En alusión al recién pasado día de las madres, hoy quiero compartir con Ustedes el segundo de una serie de cuentos cortos ambientados en la Nicoya de antaño y su periferia.
¿A dónde ha ido mamá?
Lo supe desde la noche que mamá no regresó a tiempo a casa para dormirnos.
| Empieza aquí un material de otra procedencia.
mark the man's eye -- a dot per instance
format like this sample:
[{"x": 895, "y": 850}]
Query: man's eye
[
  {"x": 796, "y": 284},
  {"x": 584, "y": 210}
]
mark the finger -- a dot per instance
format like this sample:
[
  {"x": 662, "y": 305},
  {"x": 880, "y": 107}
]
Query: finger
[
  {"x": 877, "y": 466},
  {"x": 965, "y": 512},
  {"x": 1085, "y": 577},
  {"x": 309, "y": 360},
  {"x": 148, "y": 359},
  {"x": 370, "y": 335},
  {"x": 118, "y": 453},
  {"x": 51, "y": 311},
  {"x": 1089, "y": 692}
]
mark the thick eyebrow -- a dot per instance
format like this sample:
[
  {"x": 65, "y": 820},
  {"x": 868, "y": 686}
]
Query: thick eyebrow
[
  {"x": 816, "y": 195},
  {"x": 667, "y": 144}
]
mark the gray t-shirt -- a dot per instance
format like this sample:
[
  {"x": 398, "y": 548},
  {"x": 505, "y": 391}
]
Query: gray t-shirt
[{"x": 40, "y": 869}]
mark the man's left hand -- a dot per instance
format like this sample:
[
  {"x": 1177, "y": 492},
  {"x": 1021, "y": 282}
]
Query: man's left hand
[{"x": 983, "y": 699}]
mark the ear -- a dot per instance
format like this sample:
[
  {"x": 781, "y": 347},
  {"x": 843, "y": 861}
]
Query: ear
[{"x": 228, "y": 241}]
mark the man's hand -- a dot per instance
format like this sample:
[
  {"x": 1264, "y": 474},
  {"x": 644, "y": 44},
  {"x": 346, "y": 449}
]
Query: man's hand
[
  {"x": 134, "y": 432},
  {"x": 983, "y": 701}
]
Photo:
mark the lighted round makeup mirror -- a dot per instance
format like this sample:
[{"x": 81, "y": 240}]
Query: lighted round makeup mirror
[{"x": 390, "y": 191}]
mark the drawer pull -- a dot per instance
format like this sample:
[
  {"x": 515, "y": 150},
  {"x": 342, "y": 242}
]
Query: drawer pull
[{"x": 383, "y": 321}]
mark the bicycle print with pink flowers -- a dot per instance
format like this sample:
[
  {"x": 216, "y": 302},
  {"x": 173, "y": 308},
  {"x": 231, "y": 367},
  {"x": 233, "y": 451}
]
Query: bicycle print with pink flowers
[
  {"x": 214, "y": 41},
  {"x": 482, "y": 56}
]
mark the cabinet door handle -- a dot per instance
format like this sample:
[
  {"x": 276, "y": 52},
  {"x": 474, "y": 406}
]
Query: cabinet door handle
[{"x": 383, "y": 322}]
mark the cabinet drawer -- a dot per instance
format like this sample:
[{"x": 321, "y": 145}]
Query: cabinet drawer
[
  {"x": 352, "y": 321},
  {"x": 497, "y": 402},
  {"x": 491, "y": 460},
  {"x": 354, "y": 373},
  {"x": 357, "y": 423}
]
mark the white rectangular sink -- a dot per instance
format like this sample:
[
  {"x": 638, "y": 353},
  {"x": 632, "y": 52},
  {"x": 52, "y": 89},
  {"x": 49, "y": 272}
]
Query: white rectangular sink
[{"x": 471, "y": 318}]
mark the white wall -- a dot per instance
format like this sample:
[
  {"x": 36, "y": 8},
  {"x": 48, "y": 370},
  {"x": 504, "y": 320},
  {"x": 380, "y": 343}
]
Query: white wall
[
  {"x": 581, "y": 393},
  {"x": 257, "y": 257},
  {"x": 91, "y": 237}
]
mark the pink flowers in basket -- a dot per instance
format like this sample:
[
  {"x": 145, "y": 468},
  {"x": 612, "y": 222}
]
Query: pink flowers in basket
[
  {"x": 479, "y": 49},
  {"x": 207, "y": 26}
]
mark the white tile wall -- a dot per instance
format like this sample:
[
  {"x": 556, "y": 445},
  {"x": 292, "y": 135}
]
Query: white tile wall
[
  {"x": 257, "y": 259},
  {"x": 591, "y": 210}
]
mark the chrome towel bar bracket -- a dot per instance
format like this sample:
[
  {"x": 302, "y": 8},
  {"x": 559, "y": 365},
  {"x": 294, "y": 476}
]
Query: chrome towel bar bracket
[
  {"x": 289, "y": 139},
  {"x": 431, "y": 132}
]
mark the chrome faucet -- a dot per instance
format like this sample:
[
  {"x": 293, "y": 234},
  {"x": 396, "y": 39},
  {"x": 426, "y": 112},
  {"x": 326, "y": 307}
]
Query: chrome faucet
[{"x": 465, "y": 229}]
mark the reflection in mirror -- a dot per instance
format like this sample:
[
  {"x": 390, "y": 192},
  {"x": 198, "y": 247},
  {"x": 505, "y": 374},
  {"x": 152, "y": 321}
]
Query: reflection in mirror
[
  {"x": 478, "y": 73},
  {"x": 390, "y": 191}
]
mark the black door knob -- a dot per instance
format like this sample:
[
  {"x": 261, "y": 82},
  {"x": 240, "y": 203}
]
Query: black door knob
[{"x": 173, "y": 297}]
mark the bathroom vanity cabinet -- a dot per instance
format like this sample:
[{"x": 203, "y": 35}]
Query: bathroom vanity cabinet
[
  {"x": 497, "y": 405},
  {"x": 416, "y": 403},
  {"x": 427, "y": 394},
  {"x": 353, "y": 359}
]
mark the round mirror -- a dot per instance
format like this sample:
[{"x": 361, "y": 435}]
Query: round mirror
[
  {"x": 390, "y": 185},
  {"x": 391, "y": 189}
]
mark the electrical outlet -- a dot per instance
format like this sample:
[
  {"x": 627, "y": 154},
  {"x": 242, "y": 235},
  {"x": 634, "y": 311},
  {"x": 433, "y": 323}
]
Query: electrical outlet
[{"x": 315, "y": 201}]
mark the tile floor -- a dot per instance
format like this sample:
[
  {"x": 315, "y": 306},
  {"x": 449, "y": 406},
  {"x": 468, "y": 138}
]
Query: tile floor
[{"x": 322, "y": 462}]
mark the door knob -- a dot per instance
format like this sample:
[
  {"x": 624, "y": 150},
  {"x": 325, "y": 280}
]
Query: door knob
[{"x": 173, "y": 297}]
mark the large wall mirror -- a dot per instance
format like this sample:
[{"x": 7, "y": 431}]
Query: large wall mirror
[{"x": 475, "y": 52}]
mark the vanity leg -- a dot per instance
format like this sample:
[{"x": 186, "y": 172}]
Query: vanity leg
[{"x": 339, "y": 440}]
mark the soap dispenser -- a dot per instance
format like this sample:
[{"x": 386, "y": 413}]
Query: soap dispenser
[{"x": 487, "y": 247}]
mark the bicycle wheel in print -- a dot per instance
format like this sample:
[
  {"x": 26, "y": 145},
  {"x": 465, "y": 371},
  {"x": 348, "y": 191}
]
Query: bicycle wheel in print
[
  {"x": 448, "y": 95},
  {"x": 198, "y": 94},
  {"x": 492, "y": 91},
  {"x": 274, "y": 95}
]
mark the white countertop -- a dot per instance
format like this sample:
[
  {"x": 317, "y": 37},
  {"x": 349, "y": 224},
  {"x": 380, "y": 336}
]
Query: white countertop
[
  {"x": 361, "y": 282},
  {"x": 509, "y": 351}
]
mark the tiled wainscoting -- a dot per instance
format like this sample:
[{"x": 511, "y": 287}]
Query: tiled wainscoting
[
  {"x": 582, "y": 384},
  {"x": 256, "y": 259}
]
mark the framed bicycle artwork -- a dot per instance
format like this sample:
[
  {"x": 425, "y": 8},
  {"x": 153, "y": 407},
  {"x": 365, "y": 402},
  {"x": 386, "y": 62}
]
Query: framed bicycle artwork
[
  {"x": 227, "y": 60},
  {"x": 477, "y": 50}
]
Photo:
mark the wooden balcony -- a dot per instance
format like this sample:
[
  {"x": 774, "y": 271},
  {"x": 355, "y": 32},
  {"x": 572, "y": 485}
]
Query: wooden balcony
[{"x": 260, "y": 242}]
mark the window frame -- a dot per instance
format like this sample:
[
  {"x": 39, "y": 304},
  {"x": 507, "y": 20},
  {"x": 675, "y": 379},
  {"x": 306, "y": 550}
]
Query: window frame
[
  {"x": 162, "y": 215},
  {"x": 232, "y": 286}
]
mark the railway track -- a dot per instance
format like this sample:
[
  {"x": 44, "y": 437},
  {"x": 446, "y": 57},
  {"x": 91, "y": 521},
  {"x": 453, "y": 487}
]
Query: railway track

A partir de entonces nada era igual. Los niños también dudan, aunque mamá era una santa de carne y hueso. Caminaba dos horas diarias para ir a su trabajo cada mañana y dos para regresar, siempre al filo de la noche, cuando el sol parece cantar a lo lejos su partida. Encendía cinco velas -una para cada uno- y mi abuela servía la mesa con un ceremonial propio de una gloria heredada por el pasado y ahora evaporada, porque tan cierto como que los niños dudan es que la desgracia persigue a quien no la agradece, y las gentes que antes vieron colgar en sus candelabros de cristal la luz, ahora la buscan cerrando los ojos para -con suerte- alcanzar recordarla.
Después de comer, mamá nos contaba lo bueno y lo malo de la vida dura. Siempre decía que lo que no se prueba de nada sirve, y las pruebas parecían haberse ensañado con Nosotros, deleitarse al vernos sortear una tras otra, siempre sonriendo. Las velas casi se gastaban y todos caminamos por el pasillo de las 4 puertas hacia nuestras camas. Mamá nos perseguía con una paz propia de quien nada debe hasta subir la cobija y hacer una cruz tan ordinaria como solemne, de la cabeza al pecho, de izquierda a derecha. Luego, apagaba la luz de un soplo, como haciendo magia, y la oscuridad llegaba de súbito. Nada era igual. Gracias, mamá -le dije-, y escuché sus pasos dirigirse hacia una eternidad inacabada, hacia mí; ayer, mañana, siempre.
Cualquier día, quizá el menos esperado, las dudas se acaban si uno decide no ver la luz con los mismos ojos de siempre. Después de todo la desgracia persigue a quien solo se queja y nunca agradece.